Prosiguieron el viaje en silencio y observaron el campo, cada vez más oscuro hasta que por fin aparecieron las luces de Princess Anne, casi un kilómetro más allá. Bautizada con el nombre de la hija del rey Jorge II, la ciudad —o aldea, como reclamaban muchos lugareños que se llamase— tenía una población de 2.200 almas, sin contar los estudiantes que consideraban su casa la universidad de Maryland Eastern Shore. Durante su primer viaje a Princess Anne, años antes, Sam y Remi habían admitido que, de no haber sido por los coches en las calles y el alumbrado eléctrico, no hacía falta esforzarse mucho para imaginarse transportado a los días de la Maryland prerrevolucionaria, de tan pintorescas como eran algunas partes de la población.

Sam recorrió la autopista 13 hasta el centro de la ciudad, y luego giró al este por la carretera de Mount Vernon, que siguió durante un kilómetro y medio antes de doblar al norte por East Ridge Road. Se hallaban en las afueras de Princess Anne. La tienda de Frobisher, cuyo segundo piso era su apartamento, estaba a cuatrocientos metros de la carretera al final de un largo camino de acceso bordeado de arces.

Cuando Sam llegó a la entrada, un Buick Lúceme negro salió del camino y pasó junto a ellos en dirección sur hacia Mount Vernon. En el momento en que las luces del BMW alumbraron el parabrisas del otro coche, Sam alcanzó a ver a Ted Frobisher sentado en el asiento del pasajero.

—Era él —dijo Remi.

—Sí, lo sé —murmuró Sam, distraído.

—¿Qué pasa?

—No lo sé... Su cara indicaba que algo no va bien.

—¿De qué hablas?

—Parecía... asustado.

—Ted Frobisher siempre parece asustado.
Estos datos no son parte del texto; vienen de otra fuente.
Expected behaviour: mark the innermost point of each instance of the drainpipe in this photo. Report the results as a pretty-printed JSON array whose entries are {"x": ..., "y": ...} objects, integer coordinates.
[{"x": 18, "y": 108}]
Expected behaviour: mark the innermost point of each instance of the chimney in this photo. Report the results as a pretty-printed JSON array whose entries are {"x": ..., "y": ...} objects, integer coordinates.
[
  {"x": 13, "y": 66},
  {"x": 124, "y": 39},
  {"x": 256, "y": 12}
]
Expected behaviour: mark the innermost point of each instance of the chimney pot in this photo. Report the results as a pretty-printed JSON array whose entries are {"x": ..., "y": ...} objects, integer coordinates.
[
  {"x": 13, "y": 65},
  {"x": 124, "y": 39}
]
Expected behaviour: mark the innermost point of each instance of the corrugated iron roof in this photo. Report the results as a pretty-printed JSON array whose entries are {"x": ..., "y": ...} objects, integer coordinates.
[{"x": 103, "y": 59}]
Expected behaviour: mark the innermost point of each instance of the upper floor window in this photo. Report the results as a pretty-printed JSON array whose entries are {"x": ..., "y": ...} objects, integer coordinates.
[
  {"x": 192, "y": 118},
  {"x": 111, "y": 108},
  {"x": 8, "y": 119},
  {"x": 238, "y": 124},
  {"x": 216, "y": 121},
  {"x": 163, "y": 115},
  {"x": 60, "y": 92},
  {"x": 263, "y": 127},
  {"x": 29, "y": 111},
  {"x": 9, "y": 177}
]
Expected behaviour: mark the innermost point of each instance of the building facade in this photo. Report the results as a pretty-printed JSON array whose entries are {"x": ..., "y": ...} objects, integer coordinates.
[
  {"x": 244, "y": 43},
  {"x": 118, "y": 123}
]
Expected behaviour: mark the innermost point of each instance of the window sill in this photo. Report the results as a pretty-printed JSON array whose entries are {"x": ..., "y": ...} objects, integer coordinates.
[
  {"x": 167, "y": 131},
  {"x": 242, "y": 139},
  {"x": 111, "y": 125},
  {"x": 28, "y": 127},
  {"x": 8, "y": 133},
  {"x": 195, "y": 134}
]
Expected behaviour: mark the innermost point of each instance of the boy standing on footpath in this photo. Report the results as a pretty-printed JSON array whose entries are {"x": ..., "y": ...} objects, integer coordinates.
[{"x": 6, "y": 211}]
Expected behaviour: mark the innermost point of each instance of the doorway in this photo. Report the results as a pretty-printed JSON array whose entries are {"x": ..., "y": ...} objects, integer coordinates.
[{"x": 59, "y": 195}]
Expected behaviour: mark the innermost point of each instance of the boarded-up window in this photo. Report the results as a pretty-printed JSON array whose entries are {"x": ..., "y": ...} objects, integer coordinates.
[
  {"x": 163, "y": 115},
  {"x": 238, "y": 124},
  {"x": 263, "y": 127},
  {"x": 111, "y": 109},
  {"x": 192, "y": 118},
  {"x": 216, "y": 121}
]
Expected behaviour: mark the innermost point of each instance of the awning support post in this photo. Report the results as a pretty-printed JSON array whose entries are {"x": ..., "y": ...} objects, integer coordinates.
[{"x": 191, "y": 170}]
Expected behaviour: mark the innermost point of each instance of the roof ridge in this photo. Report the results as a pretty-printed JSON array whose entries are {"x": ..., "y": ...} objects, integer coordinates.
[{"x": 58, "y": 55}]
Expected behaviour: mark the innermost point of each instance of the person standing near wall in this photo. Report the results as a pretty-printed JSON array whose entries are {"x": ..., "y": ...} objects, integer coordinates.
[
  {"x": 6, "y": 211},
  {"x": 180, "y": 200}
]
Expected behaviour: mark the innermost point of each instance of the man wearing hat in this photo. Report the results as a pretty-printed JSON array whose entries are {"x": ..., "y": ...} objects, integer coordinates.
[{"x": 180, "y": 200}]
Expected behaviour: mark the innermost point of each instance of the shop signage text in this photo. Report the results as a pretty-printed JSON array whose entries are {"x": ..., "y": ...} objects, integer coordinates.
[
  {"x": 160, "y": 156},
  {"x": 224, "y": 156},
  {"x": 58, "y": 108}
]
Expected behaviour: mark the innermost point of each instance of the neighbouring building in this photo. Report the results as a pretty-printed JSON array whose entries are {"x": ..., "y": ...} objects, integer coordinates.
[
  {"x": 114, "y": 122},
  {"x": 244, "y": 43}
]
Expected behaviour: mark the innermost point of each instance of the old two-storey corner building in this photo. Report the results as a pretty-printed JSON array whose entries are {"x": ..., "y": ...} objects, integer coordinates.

O enfadado. Son sus dos únicas expresiones, ya lo sabes.

—Sí, quizá —murmuró Sam. Entró en el camino particular, frenó, dio marcha atrás y condujo el BMW de regreso a la carretera para seguir al Lúceme.

—Ay, madre —exclamó Remi—, allá vamos.

—Déjame darme el gusto. Con toda probabilidad no será nada.

—De acuerdo. Pero si se detienen en un área de servicio, prométeme que darás media vuelta y dejarás en paz al pobre hombre.

—Hecho.

El Lúceme no se detuvo en un área de servicio, ni tampoco siguió por la carretera principal mucho tiempo, sino que giró al sur por Black Road unos kilómetros más adelante. Las farolas habían desaparecido hacía mucho, y Sam y Remi conducían en la más absoluta oscuridad. La llovizna de antes se había convertido en un aguacero, y los limpiaparabrisas del BMW funcionaban con un rítmico barrido.

—¿Qué tal es tu visión nocturna, Remi?

—Buena... ¿Por qué?

En respuesta, Sam apagó las luces del BMW y aceleró para acortar la distancia con los faros traseros del Lúceme. Remi miró a su marido con los ojos entrecerrados.

—Estás preocupado, ¿no?

Él respondió con las mandíbulas apretadas.

—Solo es un presentimiento. Espero estar equivocado.

—Yo también. Me estás asustando un poco, Sam.

Él tendió la mano y le apretó el muslo.

—A ver, ¿alguna vez nos hemos metido en problemas...

—Bueno, aquella vez que...

—... sin haber salido bien parados?

—No.

—¿Tenemos cobertura? —preguntó Sam.

Remi sacó el móvil y miró si tenía señal.

—Nada.

—Maldita sea. ¿Todavía tenemos aquel mapa?

Remi buscó en la guantera, encontró el mapa y lo desplegó. Después de treinta segundos, dijo:

—Sam, por aquí no hay nada. Ni casas, ni granjas... Nada en muchos kilómetros.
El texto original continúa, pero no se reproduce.